Some timing lights have other features built into them, such as dwell meters, or tachometers. These are convenient, in that they reduce the tangle of wires under the hood when you're working, but may duplicate the functions of tools you already have. One worthwhile feature, which is becoming more of a necessity with higher voltage ignition systems, is an inductive pickup. The inductive pickup clamps around the No. 1 spark plug wire, sensing the surges of high voltage electricity as they are sent to the plug. The advantage is that no mechanical connection is inserted between the wire and the plug. The advantage is that no mechanical connection is inserted between the wire and the plug, which eliminates false signals to the timing light.

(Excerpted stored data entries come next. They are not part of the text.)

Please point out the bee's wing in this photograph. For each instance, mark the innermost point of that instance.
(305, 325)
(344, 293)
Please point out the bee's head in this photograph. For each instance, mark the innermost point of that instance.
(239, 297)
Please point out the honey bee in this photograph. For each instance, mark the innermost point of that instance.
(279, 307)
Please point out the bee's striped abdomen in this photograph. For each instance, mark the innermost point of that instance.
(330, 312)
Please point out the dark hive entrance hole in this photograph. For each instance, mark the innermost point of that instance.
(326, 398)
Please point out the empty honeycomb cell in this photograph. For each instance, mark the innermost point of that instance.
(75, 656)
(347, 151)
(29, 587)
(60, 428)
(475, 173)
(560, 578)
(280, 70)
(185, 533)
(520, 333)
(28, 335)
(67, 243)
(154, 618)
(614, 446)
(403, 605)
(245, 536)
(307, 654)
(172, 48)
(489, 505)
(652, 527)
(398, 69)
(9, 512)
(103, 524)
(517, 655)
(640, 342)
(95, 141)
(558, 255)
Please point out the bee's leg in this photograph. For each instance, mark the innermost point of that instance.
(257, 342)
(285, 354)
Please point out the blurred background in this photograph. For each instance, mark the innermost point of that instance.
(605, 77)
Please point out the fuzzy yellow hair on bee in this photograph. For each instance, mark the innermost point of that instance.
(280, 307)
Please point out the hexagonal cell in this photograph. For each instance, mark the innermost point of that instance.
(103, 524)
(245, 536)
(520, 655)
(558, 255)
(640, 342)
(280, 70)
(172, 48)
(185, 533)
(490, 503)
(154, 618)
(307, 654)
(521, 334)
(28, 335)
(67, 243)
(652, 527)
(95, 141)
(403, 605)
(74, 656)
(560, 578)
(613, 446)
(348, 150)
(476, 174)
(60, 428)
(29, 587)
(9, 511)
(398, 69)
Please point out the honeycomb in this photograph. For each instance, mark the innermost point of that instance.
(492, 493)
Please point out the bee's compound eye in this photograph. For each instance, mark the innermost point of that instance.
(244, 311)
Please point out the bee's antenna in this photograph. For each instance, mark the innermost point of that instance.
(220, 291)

A timing light with an inductive pickup should be used on HEI systems.


  1. Warm up the engine to normal operating temperature. Stop the engine and connect the timing light to the No. 1 (left front on V8, front on 6-cylinder) spark plug wire, wither at the plug or at the distributor cap. You can also use the No. 6 wire, if it is more convenient. No. 6 is the rear cylinder on a 6-cylinder, and the third cylinder back on the right bank of a V8. Numbering is illustrated earlier in this section.

Do not pierce the plug wire insulation with HEI; it will cause a miss. The best method is an inductive pickup timing light.

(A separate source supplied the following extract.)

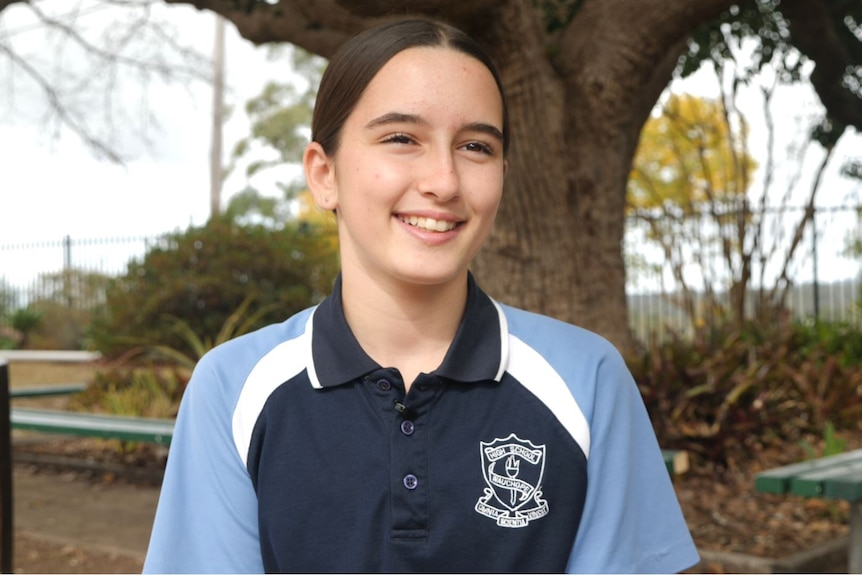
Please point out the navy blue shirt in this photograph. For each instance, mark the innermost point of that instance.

Clean off the timing marks and mark the pulley or damper notch and timing scale with white chalk.

  1. Disconnect and plug the vacuum line at the distributor. This is done to prevent any distributor vacuum advance. Check the underhood emission sticker for any other hoses or wires which may need to be disconnected.
  3. Start the engine and adjust the idle speed to that specified in the Tune-up Specifications chart. With automatic transmission, set the specified idle speed in Park. It will be too high, since it is normally (in most cases) adjusted in Drive. You can disconnect the idle solenoid, if any, to get the speed down. Otherwise, adjust the idle speed screw. This is done to prevent any centrifugal (mechanical) advance. The tachometer hookup for 1967-74 models is the same as the dwell meter hookup shown in the Troubleshooting section. On 1975 and later HEI systems, the tachometer connects to the TACH terminal on the distributor or on the coil (6-cylinder through 1977) and to a ground. Some tachometers must connect to the TACH terminal and to the positive battery terminal. Some tachometers won't work with HEI.

Never ground the HEI TACH terminal; serious system damage will result.